Mother looks at the floor, her face scrunched up as if she is really trying to remember. It looks so sincere. “It’s a bad place. Bad things happened.”

Oh, God.
“What bad things?”

“I...” She rubs her eyes with her fists then stares at me. I see little more than a child there, yet there must be more.

“Tell me what you remember.”

“I was in trouble.” Mother begins to cry. Silently, though, as if watching one of Edison’s films. “I didn’t want any more bad, Molly.”

“What bad?”

“You’ll hate me.”

“What bad?”

“You’ll hate me!” Mother screams. I’d never heard her scream before.

I take a breath and wipe my forehead, which is clammy and wet. I try to speak kindly, as knotted as my stomach and throat are in this very moment. “Mother, what bad?”

Mother gets up, wringing her hands, goes into her bedroom, comes back out, paces to the window then sits in her chair. Her brow is furrowed and her mouth screwed up. “I don’t want you to hate me, Molly!”

“I don’t hate you. Did you... did you kill anyone?”

Mother’s head drops and she nods.
Merciful Christ!

“Did you kill four people?”

She nods. “I believe I did, Molly.”

For several full minutes I can’t speak. My cool and calculating brain is suddenly sluggish and fogged. Mother cries. I sit and stare at her.

Then:
“Why
did you kill them?”

“I got mad. They made me mad!”

“Did you kill Peter?”

“What?” She looks up.

“Did you kill Peter Garrett?”

Mother blinks as if someone has shone a bright light in her face. She frowns and bites her lip, before looking toward the window. “Dr. Burckholdt was a nice man. He made me better, Molly. He fixed my brain.”

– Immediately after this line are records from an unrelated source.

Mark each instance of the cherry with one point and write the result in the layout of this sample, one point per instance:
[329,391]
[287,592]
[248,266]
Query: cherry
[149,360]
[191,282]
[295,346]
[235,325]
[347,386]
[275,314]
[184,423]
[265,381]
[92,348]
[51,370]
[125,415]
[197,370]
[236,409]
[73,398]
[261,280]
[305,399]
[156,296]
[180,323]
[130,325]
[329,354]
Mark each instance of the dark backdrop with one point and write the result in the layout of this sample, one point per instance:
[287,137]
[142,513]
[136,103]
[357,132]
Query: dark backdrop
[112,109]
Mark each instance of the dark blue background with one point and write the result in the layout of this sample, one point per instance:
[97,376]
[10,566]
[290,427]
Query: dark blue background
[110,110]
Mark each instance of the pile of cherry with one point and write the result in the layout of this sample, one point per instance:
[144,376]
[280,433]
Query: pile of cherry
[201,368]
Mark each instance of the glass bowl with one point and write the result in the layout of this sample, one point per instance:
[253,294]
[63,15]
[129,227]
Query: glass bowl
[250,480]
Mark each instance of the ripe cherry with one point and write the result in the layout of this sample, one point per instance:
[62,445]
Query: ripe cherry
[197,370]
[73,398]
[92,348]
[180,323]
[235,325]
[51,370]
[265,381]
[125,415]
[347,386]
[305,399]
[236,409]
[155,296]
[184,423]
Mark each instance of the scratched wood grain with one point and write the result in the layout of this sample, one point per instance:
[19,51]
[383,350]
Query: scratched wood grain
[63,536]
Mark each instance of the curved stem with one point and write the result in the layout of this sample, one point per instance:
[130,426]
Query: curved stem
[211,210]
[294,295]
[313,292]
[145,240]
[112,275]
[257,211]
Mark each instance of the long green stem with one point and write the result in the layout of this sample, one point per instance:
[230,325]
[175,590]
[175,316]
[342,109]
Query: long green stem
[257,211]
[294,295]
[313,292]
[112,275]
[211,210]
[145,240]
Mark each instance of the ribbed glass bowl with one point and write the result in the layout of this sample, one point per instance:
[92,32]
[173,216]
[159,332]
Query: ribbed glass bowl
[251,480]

“What? No, no. You said he tried to make you smarter, but it wasn’t successful.”

“I didn’t tell you the truth, Molly. It was the only time I lied to you. I wanted him to make me... to make me simple. And he did.”

I stomp my foot. “You make no sense! Now answer me, Mother. Did you kill Peter Garrett?”

Mother links her fingers. It’s as if she hasn’t heard my question. “I was like my mother. She was like my grandmother. We were oh, so fancy, don’t you see? Fancy women. Perfume. Necklaces. Wine and music. The men liked us.”

“What do you mean?”

“I... we let men have us. Have their way with us. For money. Please don’t hate me, Molly!”

My teeth are on edge now, but I push ahead. “You were a prostitute?”